Friday, January 5, 2007

Yom and Karuna (1984)

In spring of 1975, I was working in a large warehouse as an industrial sewing machine operator, assembling ski pants with eight to ten women of various ages. One day, a large group of Vietnamese women was introduced to us as our new co-workers. They were among the first group of refugees who came from Vietnam after the war ended. I became friends with Yom (the name she took when she came to the United States), who was close in age to me and who had spent some years as a young girl and young woman in what sounded like a Catholic orphanage and who had not been adopted. A family had sponsored Yom to come to the United States after the war ended. They helped her until she was able to live on her own. 

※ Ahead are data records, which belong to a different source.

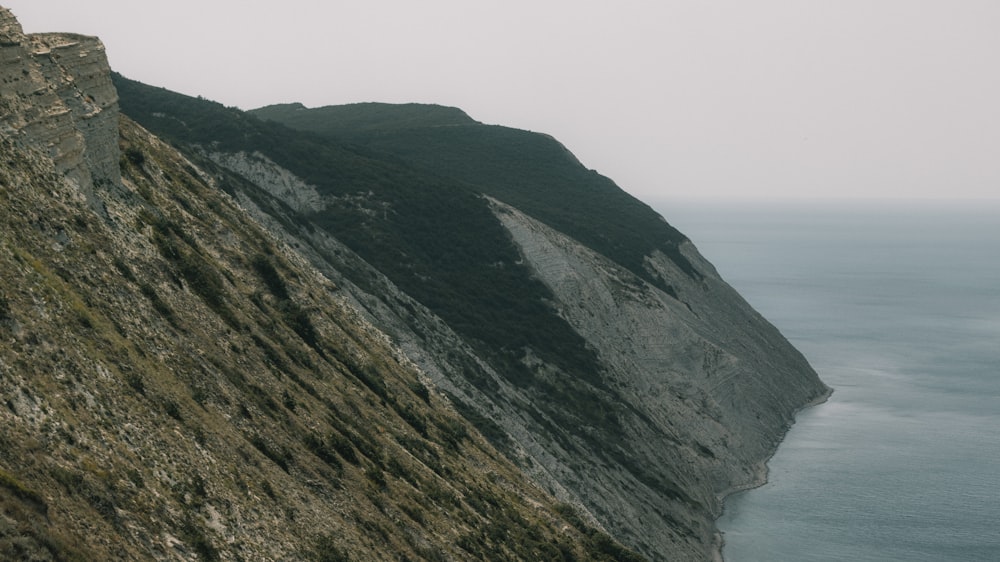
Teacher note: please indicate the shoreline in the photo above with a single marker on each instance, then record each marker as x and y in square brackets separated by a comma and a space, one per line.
[760, 474]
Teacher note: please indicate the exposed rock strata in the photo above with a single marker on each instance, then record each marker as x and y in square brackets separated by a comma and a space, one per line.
[709, 385]
[57, 96]
[177, 385]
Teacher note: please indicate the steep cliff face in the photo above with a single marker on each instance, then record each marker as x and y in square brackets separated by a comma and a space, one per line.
[57, 96]
[676, 391]
[176, 384]
[698, 387]
[280, 346]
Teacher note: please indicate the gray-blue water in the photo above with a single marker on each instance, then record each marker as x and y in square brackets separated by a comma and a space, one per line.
[897, 306]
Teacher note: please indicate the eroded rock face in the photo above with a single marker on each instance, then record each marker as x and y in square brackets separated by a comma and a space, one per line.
[701, 385]
[57, 96]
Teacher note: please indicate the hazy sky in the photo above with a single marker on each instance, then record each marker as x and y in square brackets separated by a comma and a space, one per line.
[733, 98]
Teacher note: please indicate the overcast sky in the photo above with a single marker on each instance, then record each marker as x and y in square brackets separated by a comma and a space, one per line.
[730, 98]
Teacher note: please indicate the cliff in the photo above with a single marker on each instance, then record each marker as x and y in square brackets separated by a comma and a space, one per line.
[57, 95]
[176, 384]
[401, 335]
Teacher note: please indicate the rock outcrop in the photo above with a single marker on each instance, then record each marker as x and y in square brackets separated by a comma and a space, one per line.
[212, 355]
[176, 384]
[57, 96]
[697, 388]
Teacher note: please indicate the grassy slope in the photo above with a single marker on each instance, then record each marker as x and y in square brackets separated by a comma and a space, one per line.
[172, 373]
[432, 235]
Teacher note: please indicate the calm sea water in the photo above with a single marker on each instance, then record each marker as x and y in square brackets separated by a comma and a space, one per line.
[897, 306]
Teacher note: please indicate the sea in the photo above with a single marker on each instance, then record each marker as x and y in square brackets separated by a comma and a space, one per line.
[896, 304]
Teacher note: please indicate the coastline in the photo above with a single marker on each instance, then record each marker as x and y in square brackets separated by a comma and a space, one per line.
[760, 475]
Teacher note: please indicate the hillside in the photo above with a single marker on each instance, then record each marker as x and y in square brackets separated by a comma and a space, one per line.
[179, 385]
[400, 335]
[579, 331]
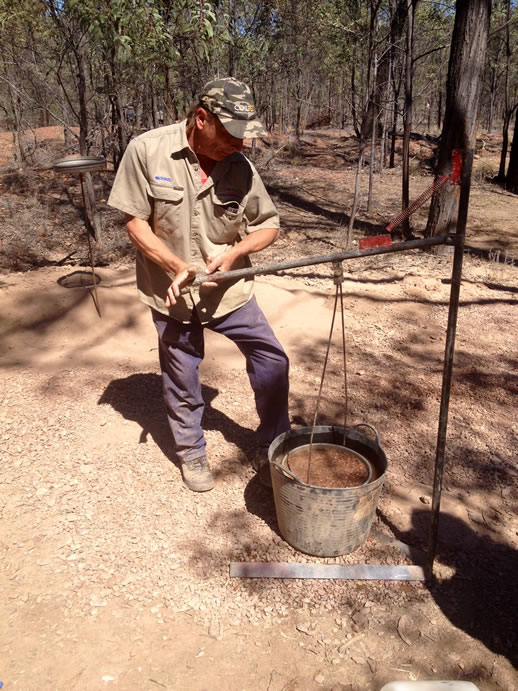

Sometime around when I began doing the pastel drawings I've been posting, Yom went to India as a volunteer working in an orphanage and there she made friends with Karuna. Yom had some hopes of adopting Karuna but wasn't able to adopt her. Yom brought me her favorite photo of Karuna, along with a photo of Yom and said that she would like to commission me to do a drawing with both of them together. I told her that it might take a long time for me to do the drawing, but that I would give it a try. I didn't have the confidence that I could get a good enough likeness. 

A year later, after much procrastinating, I sat down and did the above drawing, which is a good likeness. Yom loved the drawing. This is one of two drawings that I did on a commission basis during the early 1980's. On a third occasion, I was commissioned to paint a Muppet mural on the wall of a child's bedroom. All three commissions were successful, but I found that doing commissions was extremely stressful for me and have not done any since then.